The brothers in the movie represent that there are pockets of people around our fictional world that are feeling what Steven is feeling.

Helen: Something I found eerie about the movie was the soft-spoken reassuring voice of “The Know”. She sounded like she was straight off of NPR. Her voice was so familiar, surreal.

Boomer: The voice of the KNOW is Scott’s mother, Diana Bishop. She was a broadcaster on the radio for 40 years and an actor. I’ve never met Scott’s Mom. He took a recorder to Canada when he was visiting her. We sent some dialogue with him. She was so thrilled with the movie, and there was something poetic about her being the Voice.

Scott: It reminds me of when I was a child, and I would listen to my mother on the radio. I like the simple stories that I remember from childhood. They felt good. They were perhaps more honest and represented a slightly simpler time. So, I find the voice of the radio counterpart to the manipulated part of the media.

7. Do you have a favorite scene or moment from the movie that stands out in your mind?

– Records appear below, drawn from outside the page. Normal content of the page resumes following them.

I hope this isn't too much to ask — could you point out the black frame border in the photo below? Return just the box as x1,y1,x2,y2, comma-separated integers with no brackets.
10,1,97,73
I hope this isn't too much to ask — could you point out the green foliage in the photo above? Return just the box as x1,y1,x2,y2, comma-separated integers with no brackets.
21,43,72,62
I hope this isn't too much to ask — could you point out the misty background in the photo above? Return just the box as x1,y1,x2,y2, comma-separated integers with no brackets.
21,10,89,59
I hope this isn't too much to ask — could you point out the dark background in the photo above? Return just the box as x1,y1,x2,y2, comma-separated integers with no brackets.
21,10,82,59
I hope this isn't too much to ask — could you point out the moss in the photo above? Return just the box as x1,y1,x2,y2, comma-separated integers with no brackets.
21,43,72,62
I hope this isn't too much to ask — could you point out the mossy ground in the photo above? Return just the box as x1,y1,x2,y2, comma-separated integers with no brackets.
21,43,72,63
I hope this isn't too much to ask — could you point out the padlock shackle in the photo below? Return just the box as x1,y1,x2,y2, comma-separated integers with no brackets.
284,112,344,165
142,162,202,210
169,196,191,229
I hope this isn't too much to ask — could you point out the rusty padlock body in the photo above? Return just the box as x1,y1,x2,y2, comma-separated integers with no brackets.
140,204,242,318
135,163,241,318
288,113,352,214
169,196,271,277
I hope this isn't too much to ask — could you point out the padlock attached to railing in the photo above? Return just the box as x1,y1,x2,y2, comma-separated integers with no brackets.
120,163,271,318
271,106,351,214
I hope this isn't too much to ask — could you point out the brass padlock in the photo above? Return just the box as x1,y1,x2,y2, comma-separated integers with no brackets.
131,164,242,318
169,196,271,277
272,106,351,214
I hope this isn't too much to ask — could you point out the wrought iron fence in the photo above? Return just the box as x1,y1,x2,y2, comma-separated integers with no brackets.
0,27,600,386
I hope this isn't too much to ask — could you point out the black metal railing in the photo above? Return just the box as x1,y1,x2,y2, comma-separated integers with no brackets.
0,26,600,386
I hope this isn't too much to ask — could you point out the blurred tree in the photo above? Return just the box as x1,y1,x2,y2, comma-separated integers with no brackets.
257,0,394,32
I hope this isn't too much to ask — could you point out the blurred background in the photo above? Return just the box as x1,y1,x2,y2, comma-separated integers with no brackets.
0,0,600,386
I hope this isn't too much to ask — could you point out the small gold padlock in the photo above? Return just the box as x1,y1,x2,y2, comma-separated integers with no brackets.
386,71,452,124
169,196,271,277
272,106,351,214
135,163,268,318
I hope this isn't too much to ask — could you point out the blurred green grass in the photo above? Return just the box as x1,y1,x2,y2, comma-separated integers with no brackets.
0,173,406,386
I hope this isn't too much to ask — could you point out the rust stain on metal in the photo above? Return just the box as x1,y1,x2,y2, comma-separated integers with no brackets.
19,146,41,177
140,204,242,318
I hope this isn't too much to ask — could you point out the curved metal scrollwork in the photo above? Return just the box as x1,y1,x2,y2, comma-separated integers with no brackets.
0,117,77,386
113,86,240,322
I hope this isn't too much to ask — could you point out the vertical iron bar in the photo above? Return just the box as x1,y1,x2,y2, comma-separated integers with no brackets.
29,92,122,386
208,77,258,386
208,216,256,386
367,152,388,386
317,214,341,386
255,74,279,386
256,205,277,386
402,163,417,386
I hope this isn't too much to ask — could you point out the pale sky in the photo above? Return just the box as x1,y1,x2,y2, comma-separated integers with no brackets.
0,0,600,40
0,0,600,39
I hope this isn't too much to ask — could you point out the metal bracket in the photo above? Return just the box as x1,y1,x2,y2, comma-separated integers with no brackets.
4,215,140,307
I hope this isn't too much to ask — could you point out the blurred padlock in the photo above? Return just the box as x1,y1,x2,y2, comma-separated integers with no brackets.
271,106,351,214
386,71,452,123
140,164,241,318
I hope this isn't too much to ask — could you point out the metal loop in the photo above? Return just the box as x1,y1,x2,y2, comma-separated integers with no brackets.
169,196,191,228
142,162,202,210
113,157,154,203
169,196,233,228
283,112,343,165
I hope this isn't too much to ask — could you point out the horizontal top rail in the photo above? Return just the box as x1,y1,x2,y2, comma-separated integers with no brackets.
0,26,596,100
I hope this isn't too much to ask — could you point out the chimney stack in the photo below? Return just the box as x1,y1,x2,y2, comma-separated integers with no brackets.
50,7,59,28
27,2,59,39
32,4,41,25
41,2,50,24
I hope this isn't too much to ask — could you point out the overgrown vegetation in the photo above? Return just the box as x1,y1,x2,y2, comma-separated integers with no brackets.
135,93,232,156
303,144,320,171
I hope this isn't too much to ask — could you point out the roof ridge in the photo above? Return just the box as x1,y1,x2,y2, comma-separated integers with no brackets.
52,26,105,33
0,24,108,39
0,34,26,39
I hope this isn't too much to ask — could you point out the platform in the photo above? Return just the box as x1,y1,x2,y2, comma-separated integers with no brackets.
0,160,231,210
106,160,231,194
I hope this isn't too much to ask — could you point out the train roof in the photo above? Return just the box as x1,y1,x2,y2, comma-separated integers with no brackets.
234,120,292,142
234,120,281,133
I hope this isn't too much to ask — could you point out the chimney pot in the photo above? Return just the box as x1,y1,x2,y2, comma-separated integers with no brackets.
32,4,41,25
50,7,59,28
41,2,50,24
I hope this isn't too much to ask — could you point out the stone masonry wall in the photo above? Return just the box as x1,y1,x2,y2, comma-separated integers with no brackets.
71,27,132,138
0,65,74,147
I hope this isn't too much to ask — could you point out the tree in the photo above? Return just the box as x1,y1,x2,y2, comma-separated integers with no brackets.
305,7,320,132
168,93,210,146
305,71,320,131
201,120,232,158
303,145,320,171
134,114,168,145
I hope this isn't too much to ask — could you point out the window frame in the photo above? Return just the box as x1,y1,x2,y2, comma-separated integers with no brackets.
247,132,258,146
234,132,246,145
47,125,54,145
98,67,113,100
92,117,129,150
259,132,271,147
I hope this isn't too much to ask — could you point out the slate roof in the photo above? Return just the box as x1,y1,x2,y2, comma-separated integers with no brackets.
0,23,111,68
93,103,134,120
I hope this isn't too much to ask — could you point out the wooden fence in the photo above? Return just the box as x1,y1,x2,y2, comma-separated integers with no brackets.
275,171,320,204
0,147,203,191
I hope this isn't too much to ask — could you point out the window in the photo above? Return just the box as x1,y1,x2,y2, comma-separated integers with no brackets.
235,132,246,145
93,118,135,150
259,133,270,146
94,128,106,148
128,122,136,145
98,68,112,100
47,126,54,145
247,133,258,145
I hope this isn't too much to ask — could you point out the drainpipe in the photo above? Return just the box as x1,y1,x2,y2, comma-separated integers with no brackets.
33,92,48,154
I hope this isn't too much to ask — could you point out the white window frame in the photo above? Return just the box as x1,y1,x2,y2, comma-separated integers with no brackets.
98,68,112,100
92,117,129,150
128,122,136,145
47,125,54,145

Scott: I enjoy watching the scene where Steven makes the realization that he has a mission. There’s a very definite change in him in the movie. He becomes much darker and more focused. I find this an interesting arc to the movie, and I enjoy the ride. It shows a very different side to Steven that we are not expecting.

Boomer: It’s really hard to have a favorite scene in our movie, but the one that I was really happy with how it turned out, was the out of body experience that Steven had. Both my brother and I have had many out of body experiences growing up and would sometimes have to wake each other up out of it. This is a very personal and true representation of an out of astral projection.

Adam: I think the thing that touched me the most about this film is the opening scene where our protagonist Steven encounters a lone fisherman (John “Fibber” Sefick), and to the fisherman, Steven seems like a mysterious threat. As the fisherman screamed into the void, “who are you” and asked over and over again, Steven has no response. This to me is personal, in that I feel a lot like Steven in the world.

Helen: I thought Steven’s response was dissociative at that moment with the fisherman, and also at the bar when one of the other patrons was angry because he wouldn’t listen.

Adam: I think where we connect with Steven as the filmmakers is that it feels as if the world is screaming at you for answers and legitimacy at all times of the day and in your life. And sometimes you just don’t have a response right away, and you need to think about it, and most people don’t take the time to think about it anymore. I think Steven was thinking long and hard.

8. Is there anything else that you’d like to share?

Adam: For me, the most rewarding thing about doing a project like this in times of political despair and media hysteria is that instead of sitting around the water cooler and bitching and moaning about everything, we grabbed a few talented friends, put our brains together and created a catharsis. Making the movie was a healing process and our way to show, and get out what we really feel.

Scott: I want to thank you for helping us to share our story. “The Know” was one of those rare projects where you get to collaborate with good friends of like minds, with hopefully no ego, and focus on the art in the story. That is rare these days, so thank you for that.

Boomer: We want to say thank you to Cult Critic magazine, and the film festival. We are so honored, thrilled and surprised. Thank you so much!

 

Helen Wheels is an independent filmmaker, freelance writer, and visual artist. She has produced, directed, worked as a set designer and scenic painter, and has been an assistant director on dozens of films. Wheels graduated from Shoreline College with an AAAS in Digital Film Production and is continuing toward her MFA in New Media Communications.  Known for her eye to detail and advanced research skills, Wheels is currently researching historical events for her latest script and is in the process of developing her online writing business.